В бильярдной у Плакиды я скоро стал своим человеком и в шестнадцать лет умел играть наверняка, быстро подбирать карты, делать вольты, всевозможные коробки, фальшивые тасовки и все, что требовалось для игрока, т. е. шулера-исполнителя. И успехом своим я обязан был главным образом Елисею Антоновичу, он куда выше был и Плакиды и Кудимыча».
Дальше в записках Попова шло описание всех шулерских похождений, а также игорных домов, игры на пароходах, главных шулеров. Но этому необходимо посвятить особый очерк, а теперь я передам только гибель Расплюева. Расплюевым его, правда, никто из игроков не называл, хотя многие и знали, что Расплюев именно с него списан был Сухово-Кобылиным.
Попов узнал о «Свадьбе Кречинского», о том, кто именно были Кречинский и Расплюев, через много лет после того, как, восемнадцатилетний, он ездил с шулерами летом на пароходах обыгрывать пассажиров.
— Вернувшись с Кудимычем из такой поездки, — рассказывал он мне, — мы узнали от Плакиды, что Елисея Антоновича актер Егор Быстров, тогда известный игрок на бильярде, поймал в мошенничестве и так избил, что его привезли домой замертво. Плакида сам присутствовал при этом. Дело было в бильярдной трактира «Столбы». Играли по крупной Быстров и знаменитый маркер Яшка Доминик, державший свой бильярд в трактире Лысенкова на Сенной и ходивший играть в трактир «Столбы», так как там бывала крупная игра. Яшка получил прозвание Доминика потому, что служил маркером в петербургском ресторане Доминика. Он считался там первым игроком и был выслан в Ярославль за мошенничество. Яшка был дружен с Елисеем Антоновичем, а «графа» знал еще с Петербурга. Это была одна шайка.

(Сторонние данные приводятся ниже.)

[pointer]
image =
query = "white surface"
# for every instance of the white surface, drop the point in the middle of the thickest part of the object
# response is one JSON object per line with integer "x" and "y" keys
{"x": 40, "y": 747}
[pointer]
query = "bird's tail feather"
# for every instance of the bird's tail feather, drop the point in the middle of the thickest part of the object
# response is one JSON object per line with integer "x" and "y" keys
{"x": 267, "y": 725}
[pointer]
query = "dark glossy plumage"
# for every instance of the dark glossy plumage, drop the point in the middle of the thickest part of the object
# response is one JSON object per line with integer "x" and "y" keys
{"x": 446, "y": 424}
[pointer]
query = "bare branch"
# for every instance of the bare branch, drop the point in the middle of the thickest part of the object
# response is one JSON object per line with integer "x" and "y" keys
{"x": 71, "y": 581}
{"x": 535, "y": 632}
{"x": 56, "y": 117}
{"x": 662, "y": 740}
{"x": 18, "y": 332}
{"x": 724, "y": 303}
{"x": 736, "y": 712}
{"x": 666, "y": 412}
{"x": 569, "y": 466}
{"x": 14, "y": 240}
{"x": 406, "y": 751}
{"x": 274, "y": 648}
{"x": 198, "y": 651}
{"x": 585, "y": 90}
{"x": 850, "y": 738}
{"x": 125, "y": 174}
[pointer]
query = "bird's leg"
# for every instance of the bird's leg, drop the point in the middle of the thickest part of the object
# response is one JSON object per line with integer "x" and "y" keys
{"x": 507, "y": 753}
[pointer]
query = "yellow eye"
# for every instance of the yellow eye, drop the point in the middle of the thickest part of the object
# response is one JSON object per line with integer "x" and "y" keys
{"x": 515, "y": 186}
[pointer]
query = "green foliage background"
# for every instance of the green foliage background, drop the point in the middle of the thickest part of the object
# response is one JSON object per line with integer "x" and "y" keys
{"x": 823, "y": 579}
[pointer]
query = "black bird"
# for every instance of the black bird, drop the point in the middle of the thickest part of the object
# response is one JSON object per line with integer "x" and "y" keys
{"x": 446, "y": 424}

Быстров, не уступавший в игре на бильярде Яшке, играл с ним. Народу было много. Со стороны держались крупные пари — игроки за Яшку, публика — было много актеров — за своего, Быстрова. Крупную сумму держал за Яшку Антоныч, его дольщик. Он сидел за столиком и закусывал. Около его прибора лежал кусок мела, которым игроки мелили кий.
Партия шла к концу, все зависело от последнего шара, и он так висел над лузой, только тронь — упадет. Удар был Быстрова. Он подошел к столу, и Елисей Антонович подал ему мел. Тот взял, намелил кий, прицелился — и вдруг «скиксовал»: кий скользнул по шару, и шар покатился в сторону. В публике произошло движение. Яшка моментально схватил кий и тотчас положил шар, продолжавший висеть над лузой. Выиграв, следовательно, партию, он тотчас же вынул из лузы выигранные им деньги. Но опомнившийся сразу Быстров сверкнул глазами, что-то сообразил, понюхал конец кия.
— Салом смазано! — крикнул он в негодовании, бросился к столу, а Елисей Антонович в это время салфеткой мел накрывал.
Это заметили окружающие. Быстров взял в руку, понюхал мел и показал всем:
— Нюхайте, мел насален!
Затем он изо всей силы ударил Антоныча кулаком по лицу, а подбежавшего Яшку — кием по голове. Актеры повскакивали и вслед за Быстровым начали лупить Антоныча, Яшку и всех, кто вздумал за них заступаться.
Это было осенью, а зимой Расплюев умер. Яшка Доминик ослеп.
— Так окончил мой «учитель» свое земное странствие… — завершил повествование Николай Васильевич.
— Это для меня не новость, Николай Васильевич! Забыли вы еще самый конец, как трагик Волгин выкинул вашего учителя в окно.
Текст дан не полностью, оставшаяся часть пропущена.